The title enclave of Santa Clarita Diet is a familiar setting for a contemporary comedy about the pitfalls of modern marriage. The first episode introduces us to Sheila and Joel Hammond (Drew Barrymore and Timothy Olyphant), a cheerful husband-and-wife real-estate team that lives in sunny Santa Clarita, an affluent, largely white suburb of Los Angeles. But this Netflix original, which debuts on Friday, would like you to know this is not your typical white-people-problems sitcom: The Hammond couple’s biggest issue is not their fading spark but the zombie virus strain that Sheila has apparently contracted. It’s a point the show makes with all the subtlety of its central character vomiting gallons of green sludge all over the pristine white bathroom of an open house. (Pro tip: Don’t watch this show over dinner.)
Santa Clarita Diet drops us right in the middle of its vomit-stained premise and spends its first season exploring the fallout of Sheila’s condition while she and Joel attempt to figure out what’s happened to her. They’re joined in their efforts by their teenage daughter, Abby (a very cute Liv Hewson), and Eric (the charming Skyler Gisondo), the next-door-neighbor who pines for her.
The casting alone is indicative of the show’s “who, me?” shtick. As Sheila, Drew Barrymore dials up her saccharine naiveté, turning in a performance that’s almost a spiritual successor to Never Been Kissed’s Josie Geller in its earnestness. Timothy Olyphant, who’s best known for playing tough, gun-toting vigilantes on Deadwood and Justified, plays against type as Joel, and the strain shows; as the dorky nice guy struggling to help his wife adjust to her new life as a flesh-eater, Olyphant gets more and more annoying as the season goes on, while Barrymore gets funnier.
Over the ten half-hour episodes of its first season, Santa Clarita Diet doubles down on the apparent contradiction at the heart of the series — the contrast between the cheerful, workaday life of the Hammonds and the exaggeratedly icky reality of keeping a pseudo-zombie well-fed and off the neighbors’ radar. The sun-bleached pastels of the Hammond’s cookie-cutter cul-de-sac act as a decoy for the show’s aggressive gross-out humor; a cheerful rendition of “Good Morning” plays while Sheila fills a blender with raw meat; Sheila and Joel use a lot of ironic terms of endearment as they discuss how they’re going to dispose of a dead body or find another victim. “We have to kill somebody today so you can eat them, sweetheart,” Joel reminds his wife. “I know we have to kill someone today,” she replies, “but we have to be parents every day.”
Occasionally these jokes land, but after a couple episodes the combination of aggressive levity and inflated intensity starts to grate. “Look how kooky I am!” the show insists, ad nauseam. But Santa Clarita Diet’s absurdist streak does little to hide a fairly conventional story about a dissatisfied but relatively well-off white person who breaks bad and finds that the gamble pays off. As Sheila and Joel continue to search for a cure, Sheila starts to wonder whether she might not be better off as a flesh-eating murderer than a boring real-estate agent; her friends admit that they used to find her so bland, they didn’t always invite her to their gatherings.

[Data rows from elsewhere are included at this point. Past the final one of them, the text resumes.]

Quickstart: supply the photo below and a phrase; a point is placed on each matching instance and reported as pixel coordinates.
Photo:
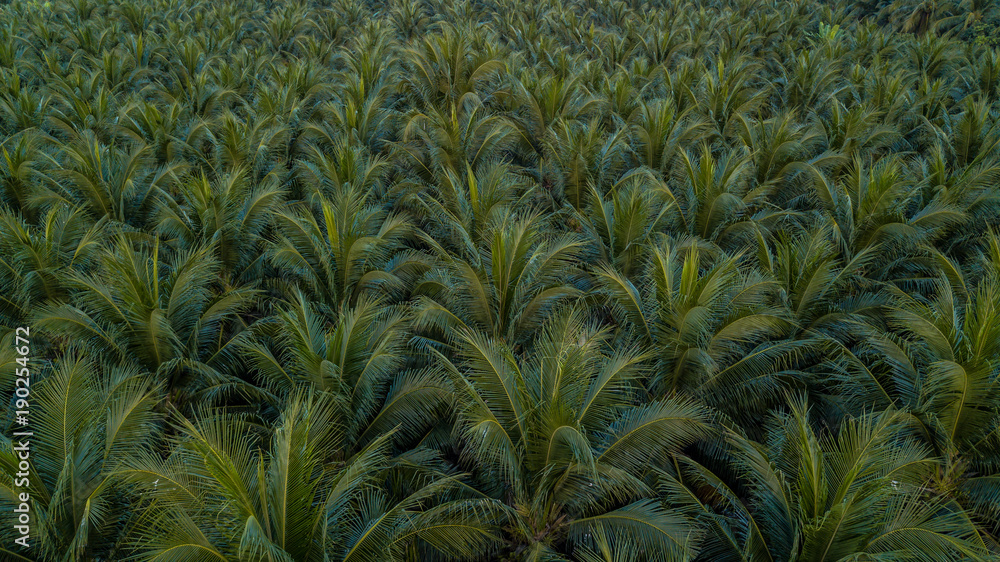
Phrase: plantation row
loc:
(712, 280)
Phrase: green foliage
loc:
(703, 280)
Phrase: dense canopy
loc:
(518, 280)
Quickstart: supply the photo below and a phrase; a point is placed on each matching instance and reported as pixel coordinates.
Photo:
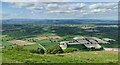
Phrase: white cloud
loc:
(103, 5)
(80, 9)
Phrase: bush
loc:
(68, 50)
(38, 51)
(54, 50)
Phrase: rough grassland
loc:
(13, 56)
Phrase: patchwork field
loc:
(75, 57)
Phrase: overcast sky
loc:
(63, 10)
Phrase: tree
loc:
(54, 50)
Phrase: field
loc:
(46, 36)
(75, 57)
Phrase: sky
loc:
(59, 10)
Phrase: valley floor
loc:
(75, 57)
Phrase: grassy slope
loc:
(14, 56)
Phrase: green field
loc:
(66, 32)
(13, 56)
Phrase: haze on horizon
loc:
(60, 10)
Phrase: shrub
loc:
(38, 51)
(68, 50)
(54, 50)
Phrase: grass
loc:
(32, 47)
(14, 56)
(47, 43)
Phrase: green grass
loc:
(32, 47)
(47, 43)
(6, 44)
(13, 56)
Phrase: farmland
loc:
(75, 57)
(47, 36)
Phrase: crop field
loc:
(75, 57)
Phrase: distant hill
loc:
(58, 21)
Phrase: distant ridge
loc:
(58, 21)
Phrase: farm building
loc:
(21, 42)
(88, 42)
(108, 39)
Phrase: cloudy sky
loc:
(60, 10)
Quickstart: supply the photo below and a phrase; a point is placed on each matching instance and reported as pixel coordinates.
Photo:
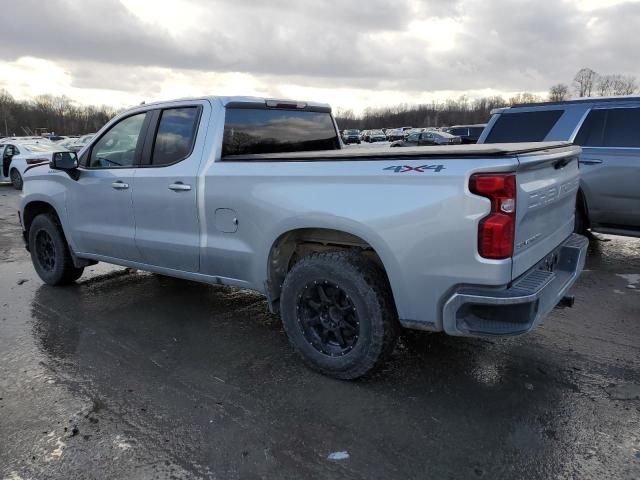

But now, she’s the life of the party — and her marital relations have never been better. Sure, she can’t feel a heartbeat, no longer bleeds, and her appendages have started falling off, but Sheila and Joel are having “spectacular sex” now that she’s a people-eater. Like Breaking Bad — which concluded its pilot episode with its newly rebellious hero taking his wife by surprise in bed — criminal violence here inevitably leads to great sex.
“This is not who you are,” Joel objects in the first episode. “Maybe it is,” Sheila replies. “Maybe it’s who I want to be.” Sheila’s infection loosens up the whole family — suddenly, she’s cool with Joel’s clandestine pot-smoking habit, and on a whim, takes Abby along to test-drive a Range Rover. “Twenty-three years and you still find a way to keep life exciting,” Joel tells his wife fondly.
At the heart of Santa Clarita Diet is a story that’s ickier than the half-masticated bodies the show shoves under its audience’s nose — a story about white people who upend their unsatisfying if comfortable lives in favor of sexy chaos. And the show’s game of ironic contrasts leads it to iffy moral ground. Sure, Sheila gives into her bloodlust in wild and destructive ways, killing innocent people in the process, but she can’t help it, and anyway, she’s really nice, promise!
In a way, Santa Clarita Diet represents the pinnacle of the contemporary streaming comedy, in which the everyday problems of affluent white people are blown up to matters of life or death. The mayhem Sheila’s infection unleashes destroys innocent lives, but more importantly, it fulfills her. It gives her confidence. It’s a feel-good bloodbath — she may leave a trail of dead bodies in her wake, but boy does she feel alive.
Season 1 of Santa Clarita Diet is available to stream on Netflix on Friday, Feb. 3.